Liam could feel the corners of his lips curve up. “You’re mostly strange in some pretty wonderful ways,” he said. That veil of ebony hair, for instance, or those amazing amber eyes. Or the way you kick ass when it really matters. “It’s just, well, you have all these secrets you can’t or won’t share, and abilities I don’t understand.”
Baba took a sip of wine, a thoughtful expression on her grave face. “Maybe I can explain some of it, but I’m warning you, it is kind of a long story. And it’s . . . complicated.”
Liam put his arm out along the back of the couch, resisting the urge to run his finger
s through the glossy raven strands just inches away. “I’ve got all night,” he said, raising his beer at her. “And I love a good story.”
“I’m not sure it’s all that good,” she said soberly. “But it’s mine.” She sat in silence for a minute, clearly trying to pick the right place to start.
“Baba Yaga is more of a job title than anything else,” she said finally. “It’s a time-honored position that originated in Russia and the surrounding Slavic countries, and has spread slowly over time to most of the occupied world.
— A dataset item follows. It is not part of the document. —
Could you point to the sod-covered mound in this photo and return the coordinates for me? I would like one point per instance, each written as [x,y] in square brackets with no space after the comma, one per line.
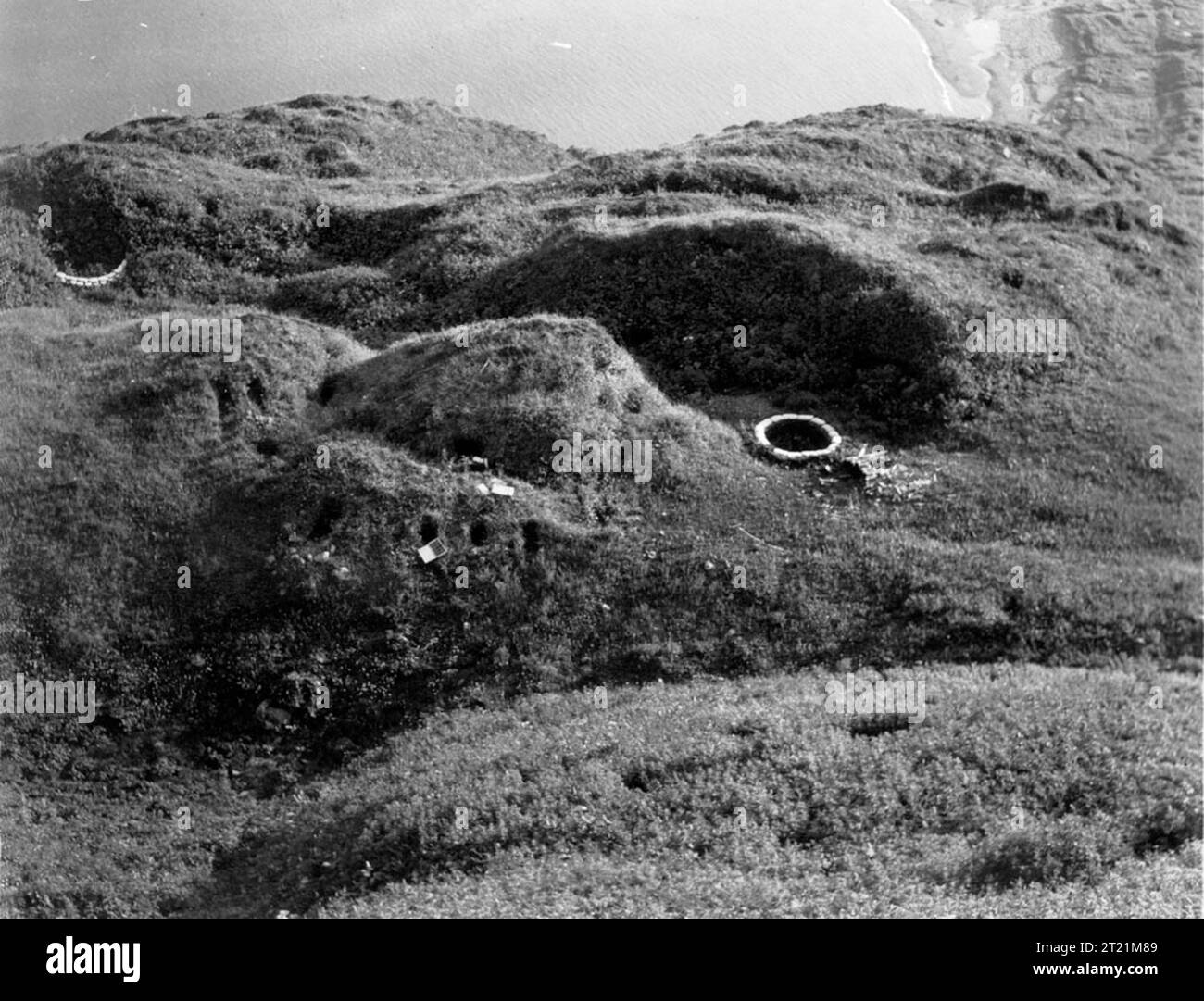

There aren’t very many of us, though, and the job requires a certain single-minded dedication, as well as an aptitude for magic, so it can be hard for any individual Baba Yaga to find a replacement to train who will eventually take her place.”
“Also,” Chudo-Yudo put in, “the Babas tend to be a seriously antisocial lot, and most of them don’t want a small child underfoot, getting in the way and making messes.” It sounded like a direct quote from someone. “So some of them put it off way longer than they’re supposed to.”
“A small child?”
“Most Babas feel that it is better to start the training early, when the mind and spirit are still malleable,” Baba explained. “My Baba found me in an orphanage when I was about five. I was abandoned, so nobody really knew my age for sure. But the Baba must have sensed something special in me, some potential for the talent to wield the kind of power the job requires, and she brought me home to live with her.”
Liam was appalled, although he tried to keep from showing it. Who takes a five-year-old child to live in the woods and trains her to be a witch?
Apparently he wasn’t as successful as he’d hoped, because Baba gave him a crooked smile. “You have to understand, Liam. Russian orphanages at that time were brutal institutions, where cruelty and neglect were the standard fare. Children were clothed, housed, and fed a subsistence diet, but otherwise, they got little in the way of care. It was a long time ago, but I still remember shivering in the cold, with nothing but a ratty gray blanket to keep me warm, and an empty belly that kept me awake when the chill didn’t.”